Nutballs have always been around. Previous administrations didn’t put them in charge.


Members have so many more choice nowadays: car, town house, country club, vacations, lobbying career - oh yeah, Constitution?

In 1950, 12 days after the start of the Korean War, FBI director J. Edgar Hoover had a plan “to apprehend and detain persons who are potentially dangerous to the internal security of the country” — thousands of them, almost all American citizens.

Hoover submitted the plan to President Harry Truman’s special consultant for military and foreign affairs, Adm.
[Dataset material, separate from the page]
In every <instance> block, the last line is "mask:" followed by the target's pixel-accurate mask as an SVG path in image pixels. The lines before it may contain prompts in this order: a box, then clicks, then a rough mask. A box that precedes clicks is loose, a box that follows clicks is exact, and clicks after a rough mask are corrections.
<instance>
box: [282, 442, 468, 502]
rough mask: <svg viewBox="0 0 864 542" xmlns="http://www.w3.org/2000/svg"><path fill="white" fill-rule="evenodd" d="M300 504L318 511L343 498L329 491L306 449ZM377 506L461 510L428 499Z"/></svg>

Sidney Souers — who had been the first director of the nascent Central Intelligence Agency in 1946 — and to Souers’ successor as Truman’s top security aide, James Lay.

According to the plan, the United States was to round up suspects, detain them at federal prisons or military facilities and eventually allow them a hearing that would not be bound by the rules of evidence.
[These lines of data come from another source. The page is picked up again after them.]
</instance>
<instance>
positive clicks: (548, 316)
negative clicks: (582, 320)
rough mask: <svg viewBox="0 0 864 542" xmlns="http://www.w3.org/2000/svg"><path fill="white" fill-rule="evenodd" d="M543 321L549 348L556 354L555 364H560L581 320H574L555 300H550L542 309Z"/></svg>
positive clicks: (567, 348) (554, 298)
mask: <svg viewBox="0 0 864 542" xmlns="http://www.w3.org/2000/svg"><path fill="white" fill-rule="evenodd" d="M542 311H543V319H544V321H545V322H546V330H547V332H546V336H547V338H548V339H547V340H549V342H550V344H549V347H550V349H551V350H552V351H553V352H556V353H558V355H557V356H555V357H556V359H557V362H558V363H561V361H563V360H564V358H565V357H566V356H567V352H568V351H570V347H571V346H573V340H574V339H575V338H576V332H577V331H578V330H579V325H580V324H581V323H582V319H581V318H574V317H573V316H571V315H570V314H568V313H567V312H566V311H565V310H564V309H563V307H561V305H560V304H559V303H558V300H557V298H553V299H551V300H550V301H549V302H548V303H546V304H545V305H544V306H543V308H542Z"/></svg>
Author Ronald Kessler said he sees a big difference between that plan and the detention of suspected terrorists now. Kessler has penned several books about the FBI, including “The Bureau.”

“The court has allowed all the measures that the Bush administration has used to find terrorists to continue,” he said. “Congress has allowed all the measures to continue as well. So it’s quite a contrast with the days of J. Edgar Hoover.”

Back in the day, other versions of thought police were overcome - with the help of courts defined by respect for our Constitution and [a few] members of Congress with guts and backbone.